Bayesian and Neural Systems
Machine learning research group in Edinburgh

Writing Rules

Amos Storkey


This document gives some basic rules for all writing that should be followed by students for formal documents (papers, annual reports, theses etc). For informal internal communication, there is more leeway for rough edges, uncertainty or even sloppiness, but even then good writing helps.

First, all students should read Style: Toward Clarity and Grace and inwardly digest it and work on using its advice in writing. This should be done this early in the PhD, and not be put off.
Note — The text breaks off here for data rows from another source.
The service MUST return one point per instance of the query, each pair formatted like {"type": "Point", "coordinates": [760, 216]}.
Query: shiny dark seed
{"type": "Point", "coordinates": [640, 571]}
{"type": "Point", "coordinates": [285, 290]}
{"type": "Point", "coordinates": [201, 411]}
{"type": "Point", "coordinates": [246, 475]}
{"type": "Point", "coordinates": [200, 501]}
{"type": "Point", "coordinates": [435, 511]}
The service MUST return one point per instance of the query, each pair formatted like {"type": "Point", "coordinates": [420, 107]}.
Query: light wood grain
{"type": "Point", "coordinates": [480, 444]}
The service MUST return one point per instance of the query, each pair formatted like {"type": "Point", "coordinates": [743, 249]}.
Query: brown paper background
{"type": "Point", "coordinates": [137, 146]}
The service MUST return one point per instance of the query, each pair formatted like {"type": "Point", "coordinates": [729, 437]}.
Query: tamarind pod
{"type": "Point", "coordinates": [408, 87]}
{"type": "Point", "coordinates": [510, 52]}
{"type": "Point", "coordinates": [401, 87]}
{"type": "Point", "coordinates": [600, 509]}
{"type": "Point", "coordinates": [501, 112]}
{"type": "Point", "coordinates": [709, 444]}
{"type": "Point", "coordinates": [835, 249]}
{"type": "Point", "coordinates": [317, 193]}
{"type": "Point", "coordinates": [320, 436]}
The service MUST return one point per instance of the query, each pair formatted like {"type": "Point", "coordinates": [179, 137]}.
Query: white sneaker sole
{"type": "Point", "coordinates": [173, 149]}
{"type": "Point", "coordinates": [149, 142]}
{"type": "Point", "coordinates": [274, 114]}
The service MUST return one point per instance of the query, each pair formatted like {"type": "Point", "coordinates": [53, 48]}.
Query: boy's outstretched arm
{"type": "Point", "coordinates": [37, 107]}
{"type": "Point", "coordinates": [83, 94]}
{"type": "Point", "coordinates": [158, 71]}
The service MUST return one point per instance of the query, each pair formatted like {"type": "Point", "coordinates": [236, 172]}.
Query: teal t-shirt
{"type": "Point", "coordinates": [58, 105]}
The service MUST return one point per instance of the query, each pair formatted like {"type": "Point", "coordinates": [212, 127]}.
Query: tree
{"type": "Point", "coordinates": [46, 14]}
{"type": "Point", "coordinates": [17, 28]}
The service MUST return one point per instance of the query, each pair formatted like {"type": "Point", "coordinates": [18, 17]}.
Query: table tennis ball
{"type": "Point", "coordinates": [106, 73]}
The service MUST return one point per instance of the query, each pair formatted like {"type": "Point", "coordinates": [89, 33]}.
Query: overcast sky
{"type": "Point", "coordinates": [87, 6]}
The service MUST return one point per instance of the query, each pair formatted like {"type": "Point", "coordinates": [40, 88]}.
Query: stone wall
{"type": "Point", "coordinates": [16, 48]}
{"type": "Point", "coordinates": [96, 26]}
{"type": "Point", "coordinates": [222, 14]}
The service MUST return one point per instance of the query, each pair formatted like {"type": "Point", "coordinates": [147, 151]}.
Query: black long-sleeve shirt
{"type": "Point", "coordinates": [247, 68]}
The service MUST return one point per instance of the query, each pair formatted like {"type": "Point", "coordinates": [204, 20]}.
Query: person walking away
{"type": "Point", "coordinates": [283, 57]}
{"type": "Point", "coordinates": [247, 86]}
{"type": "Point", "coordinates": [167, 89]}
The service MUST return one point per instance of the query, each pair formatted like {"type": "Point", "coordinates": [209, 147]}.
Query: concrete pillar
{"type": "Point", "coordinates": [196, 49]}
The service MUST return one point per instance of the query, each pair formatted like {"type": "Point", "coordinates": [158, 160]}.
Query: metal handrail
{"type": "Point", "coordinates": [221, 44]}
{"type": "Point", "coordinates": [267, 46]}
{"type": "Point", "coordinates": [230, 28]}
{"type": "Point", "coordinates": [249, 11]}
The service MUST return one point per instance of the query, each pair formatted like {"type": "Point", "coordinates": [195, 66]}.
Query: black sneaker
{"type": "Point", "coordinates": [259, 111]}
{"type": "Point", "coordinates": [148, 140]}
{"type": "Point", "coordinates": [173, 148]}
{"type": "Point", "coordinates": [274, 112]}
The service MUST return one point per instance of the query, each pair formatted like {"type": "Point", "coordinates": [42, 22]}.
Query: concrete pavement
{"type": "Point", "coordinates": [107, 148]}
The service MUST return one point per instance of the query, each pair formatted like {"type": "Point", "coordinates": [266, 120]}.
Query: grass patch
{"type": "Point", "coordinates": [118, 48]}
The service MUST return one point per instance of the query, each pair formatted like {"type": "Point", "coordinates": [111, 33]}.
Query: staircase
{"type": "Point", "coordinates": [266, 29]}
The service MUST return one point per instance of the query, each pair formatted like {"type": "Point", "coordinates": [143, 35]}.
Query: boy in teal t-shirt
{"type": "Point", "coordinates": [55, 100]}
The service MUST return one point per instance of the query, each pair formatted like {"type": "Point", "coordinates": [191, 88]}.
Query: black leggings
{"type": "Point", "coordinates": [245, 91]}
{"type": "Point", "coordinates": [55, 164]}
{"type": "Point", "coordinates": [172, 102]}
Even beyond the things mentioned in that book, there are specific and common issues for scientific writing. I note some of these issues below.

Point
A piece of writing has one point and only one point. It can have subpoints, but they must aid the main point. It must be blindingly obvious what the point is - everything should support that. A student should be able to answer the question "What is the point of this paper?" with an immediate one sentence concise answer. And there is no exception to this rule. If a part of a document does not support and relate to the point it doesn't belong in the document. If a piece of research or experiment does not support the point, the point must be changed. If a student thinks there really must be two points to make, then there should be two documents, or they should be unified into a greater singular point.
Audience
Writing is used to communicate to other people, not to get ideas down on paper. Writing and notetaking are completely different things. Students should always focus on how other, real, people who bleed will understand the document. For academic writing, do always think about what both reviewer one and reviewer two might say.
Narrative
Academic writing is not fiction, but it is still telling a story; it needs to be interesting, to unfold, to capture attention and excite the reader. It helps if the writer is excited about the work while writing it. Boring writing is generally more ignored than writing that has an engaging narrative.
Structure
There are many ways to structure a paper, and this should be discussed with the supervisor. However there are two common pitfalls that should be avoided. The first of these failures is the motivational paper; one that spends far too long trying to introduce what it is doing, and motivate the approach before it gets to the actual point. This can seem like a good idea, but as the reader has no idea where the author is going with this, it can be tiresome or even painful for that reader, who is basically asking first and foremost, "What is the point? What is the contribution?" However it is achieved, writing should be structured to get to the main contribution sufficiently quickly. One can always give reasoning post-hoc. The second failure is dismissiveness of others: research builds on the foundation of previous work in the community -- this should be established early in the paper as a basic act of humility. We are standing on the shoulders of giants. A short, related-work section at the rear-end of the paper doesn't pass muster.
Introduce and conclude
A paper is multi-scale. Almost every level (document, chapter, section, paragraph) is structured something like [context/point, supporting text, take-forward/summary]. E.g. for a typical paragraph: (a) the first sentence tells the reader what point is being addressed, (b) the following sentences elaborate on that point or make the argument, and (c) the final sentence states a summary. Structure is critical to communication.
Order
Scientific writers often choose to state first the premise, then the reasoning, and then finally state the concluding point. That seems traditional -- one should draw conclusions not presume them. However it ends up feeling a bit `German' -- you are waiting for the verb at the end of the sentence before you can get an inkling of where things are going. Its easier on the reader if they can see the destination ahead. This is why much science is written as a hypothesis-test-analysis (its nothing to do with so-called Scientific Method -- it is just science communication) or maths as theorem-proof. It is easier on the reader. State your point up-front, and then carefully and justifiably take the reader to that destination.
Sentences
Writing things that are supposed to be sentences that are missing the requirements of a sentence is a cardinal sin (titles, sections, paragraph headings don't need to be sentences). A sentence must generally have a subject -- which can be implicit for the imperative mood -- must have a verb and in many cases requires an object. There are very limited exceptions to these requirements. Students should never have such non-sentences in formal writing, and should never need a supervisor to point these issues out. Passing a formal document to a supervisor that has such non-sentences in it will be interpreted by the supervisor as student laziness. If anyone does not know how you tell if something is a sentence or not, then learning that is an immediate priority.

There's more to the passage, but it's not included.